礫川全次のコラムと名言

礫川全次〈コイシカワ・ゼンジ〉のコラムと名言。コラムは、その時々に思いついたことなど。名言は、その日に見つけた名言など。

新宿中村屋の創業者・相馬愛蔵の正価主義

2013-10-30 05:06:53 | 日記

◎新宿中村屋の創業者・相馬愛蔵の正価主義

 昨日の続きである。森永製菓の正価主義は、一九三八年(昭和一三)の時点で崩れようとしていたが、当時、これを批判していたのが、新宿中村屋の相馬愛蔵であった。
 つまり、相馬愛蔵は、森永太一郎以上に徹底した正価主義者であり、森永の「崩し売り」を批判すると同時に、みずからはなお、正価販売の方針を貫いていた。
 昨日、『一商人として』の一部を引用したが、本日引用するのは、それに続く部分である。
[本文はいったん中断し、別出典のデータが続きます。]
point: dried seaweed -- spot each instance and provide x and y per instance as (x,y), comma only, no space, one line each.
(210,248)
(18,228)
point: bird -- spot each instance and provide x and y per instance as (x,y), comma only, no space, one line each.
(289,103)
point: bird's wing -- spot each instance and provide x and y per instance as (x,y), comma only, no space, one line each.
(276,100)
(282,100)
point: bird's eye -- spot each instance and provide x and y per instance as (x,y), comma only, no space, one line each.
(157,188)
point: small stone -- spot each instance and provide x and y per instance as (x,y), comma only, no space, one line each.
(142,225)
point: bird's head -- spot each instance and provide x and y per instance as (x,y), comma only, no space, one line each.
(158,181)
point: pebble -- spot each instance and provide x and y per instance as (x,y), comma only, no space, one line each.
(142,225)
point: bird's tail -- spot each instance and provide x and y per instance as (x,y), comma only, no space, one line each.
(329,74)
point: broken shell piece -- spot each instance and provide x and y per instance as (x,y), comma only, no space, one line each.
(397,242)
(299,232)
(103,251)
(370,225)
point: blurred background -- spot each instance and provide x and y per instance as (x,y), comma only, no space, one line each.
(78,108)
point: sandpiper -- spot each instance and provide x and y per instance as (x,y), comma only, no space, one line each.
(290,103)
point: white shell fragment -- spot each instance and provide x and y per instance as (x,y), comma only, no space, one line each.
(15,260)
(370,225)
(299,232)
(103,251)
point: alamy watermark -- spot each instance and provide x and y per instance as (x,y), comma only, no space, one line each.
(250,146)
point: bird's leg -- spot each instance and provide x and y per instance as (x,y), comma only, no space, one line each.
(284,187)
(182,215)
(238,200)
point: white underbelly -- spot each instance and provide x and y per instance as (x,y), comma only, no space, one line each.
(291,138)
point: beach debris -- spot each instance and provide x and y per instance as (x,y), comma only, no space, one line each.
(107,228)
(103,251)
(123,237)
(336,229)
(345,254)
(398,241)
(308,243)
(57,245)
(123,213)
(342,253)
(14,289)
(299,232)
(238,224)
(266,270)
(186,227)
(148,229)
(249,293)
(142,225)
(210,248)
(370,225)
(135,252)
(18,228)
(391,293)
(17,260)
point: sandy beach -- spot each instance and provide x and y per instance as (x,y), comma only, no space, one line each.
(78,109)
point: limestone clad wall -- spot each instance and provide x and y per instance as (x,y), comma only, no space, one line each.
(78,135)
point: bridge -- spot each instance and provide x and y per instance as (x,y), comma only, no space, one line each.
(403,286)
 ちょうどその頃、佐久間ドロップで会社が設立されて、製品が宜しかったので私の店でも取引し、販売に尽力した。
 ところがある日お客から意外な叱言を受けた。
『このドロップは○○(森永製品の輸送を中止された店)では一斤四十銭で売っているのに、貴店で五十銭取るとは怪しからぬ。』
 調べて見ると仕入原価が四十二銭、五十銭の売価は不当ではないのだが、他に同じ製品を四十銭で売る店があるとは不思議なことであった。そこで○○百貨店を調べると正しく四十銭に違いない。問屋に照会したところ問屋の仕入原価が四十銭、問屋も驚いて会社〔佐久間ドロップ〕に厳談に及ぶと、会社の言い分は、
『○○百貨店は毎日六百罐(七斤入り)を現金取引ですから特別待遇です。』
 これでは商業道徳も何もあったものではない、私は直ちに佐久間ドロップの販売を中止した。問屋も会社との取引を拒絶した。ここまで来ると会社もさすがに其の非を覚ったのであろう、○○百貨店の安売も間もなく中止されたのであった。
 さてまた森永のことに帰るが、社長森永氏が中村屋を訪問せられた際、私は二十年前、氏が某百貨店に示された毅然たる態度〔昨日のコラム参照〕を称讃し、お互いに商売はかくありたいものだというと、氏は撫然として、『その後同業者もいくつか出来まして、競争と自衛上から、今日では売くずし販売も前のように強くは抑えることが出来なくなりました』と答えられた。そこに自から〈オノズカラ〉会社の苦心も窺われるのであるが、景品付き販売や温泉招待や、やむを得ず行われるらしいこの競争によって無益に失われる莫大な費用を製品の向上に向けられたたら、販売者にとっても購買者にとってもどれ程幸いであろう。私は自分が正価販売をして、確実な商法の喜びを知ると共に、森永明治の二大会社初め他の同業者にも切にこれを勧めるものである。

 これによって、森永太一郎と相馬愛蔵との間に、交流があったことが確認できるのである。なお、この両者は、洋風の食品を製造販売していたこと、および、クリスチャンとしての商業道徳を持っていたことという二点において、共通性がある。